Re: Testing RFC 4646 values in markup languages

Hi Karl,

Karl Dubost wrote:
>
> Le 17 mars 2008 à 17:52, Felix Sasaki a écrit :
>>> In XML, it is a bit tricky, it seems. By XML spec
>>
>> why is it tricky?
>
> mwarf. sent it too quick.
>
> In Extensible Markup Language (XML) 1.0 (Fourth Edition), I read about 
> [language identification][2],
>
>     "A special attribute named xml:lang may be
>     inserted in documents to specify the language
>     used in the contents and attribute values of
>     any element in an XML document. In valid
>     documents, this attribute, like any other,
>     MUST be declared if it is used."
>
> Initially I thought that any vocabulary could have xml:lang anywhere 
> but the rule seems to be a bit more refined.
>
> 1. It can be on any elements.
> 2. For documents meant to be validated, it MUST be declared (schemas, 
> dtd?)

"MUST be declared" depends on the schema language, see
http://www.w3.org/International/questions/qa-when-xmllang :
      XML DTDs require that any element that uses xml:lang as an 
attribute must declare it in the DTD
      XML Schema requires that the xml namespace be declared and 
imported before using xml:lang (and other xml namespace values)
      RELAX NG predeclares the xml namespace, as in XML, so no 
additional declaration is needed.
Since HTML 5 refers to XML itself, not XML Schema / RELAX NG, I would 
say only the XML DTD case applies here.

>
> I see later on in Attribute-list declaration:
>
>     "At user option, an XML processor MAY issue
>     a warning if attributes are declared for an
>     element type not itself declared, but this
>     is not an error. The Name in the AttDef rule
>     is the name of the attribute."
>
> in HTML 5 spec the xml:lang is [defined][4] by 3.4.3. The lang (HTML 
> only) and xml:lang (XML only) attributes
>
>     "The xml:lang  attribute is defined in XML. [XML]"
>
> It is part of the global attributes definition
>
>     "The following attributes are common to and may
>     be specified on all HTML elements (even those
>     not defined in this specification):"
>
>
> which is not following what HTML 4.01 was doing before.
>
>     lang     on All elements but APPLET, BASE,
>     BASEFONT, BR, FRAME, FRAMESET, IFRAME, PARAM, SCRIPT

HTML 4.01  is talking about the lang attribute, but not xml:lang.
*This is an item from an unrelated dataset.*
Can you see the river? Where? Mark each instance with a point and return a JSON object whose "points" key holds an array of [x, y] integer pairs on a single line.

So I 
think the above statement "The following attributes are common ..." does 
not contradict HTML 4.01. . However, it may make sense to align the 
behavior of lang and xml:lang: that is, to change the requirements for 
lang and let it appear at any element, or to change the requirements for 
xml:lang so that it may not appear on APPLET, BASE etc. That looks like 
a question for the HTML and i18n core WGs, and after it is decided it 
would be a question for the conformance checker. What do you think?


>
>
> html5 served as application/xhtml+xml
>
> <html xmlns="http://www.w3.org/1999/xhtml">
>  <head> <title>example of xhtml</title> </head>
>  <body>
>     <p>foo <br xml:lang="en"/> bar</p>
>  </body>
> </html>
>
>
> What a Conformance checker should do here?

it should implement the currently different requirements for lang and 
xml:lang and not complain, or - if the HTML WG / i18n folks agree on 
changing the xml:lang behavior as described above - it should complain.

Felix

Received on Tuesday, 18 March 2008 07:48:35 UTC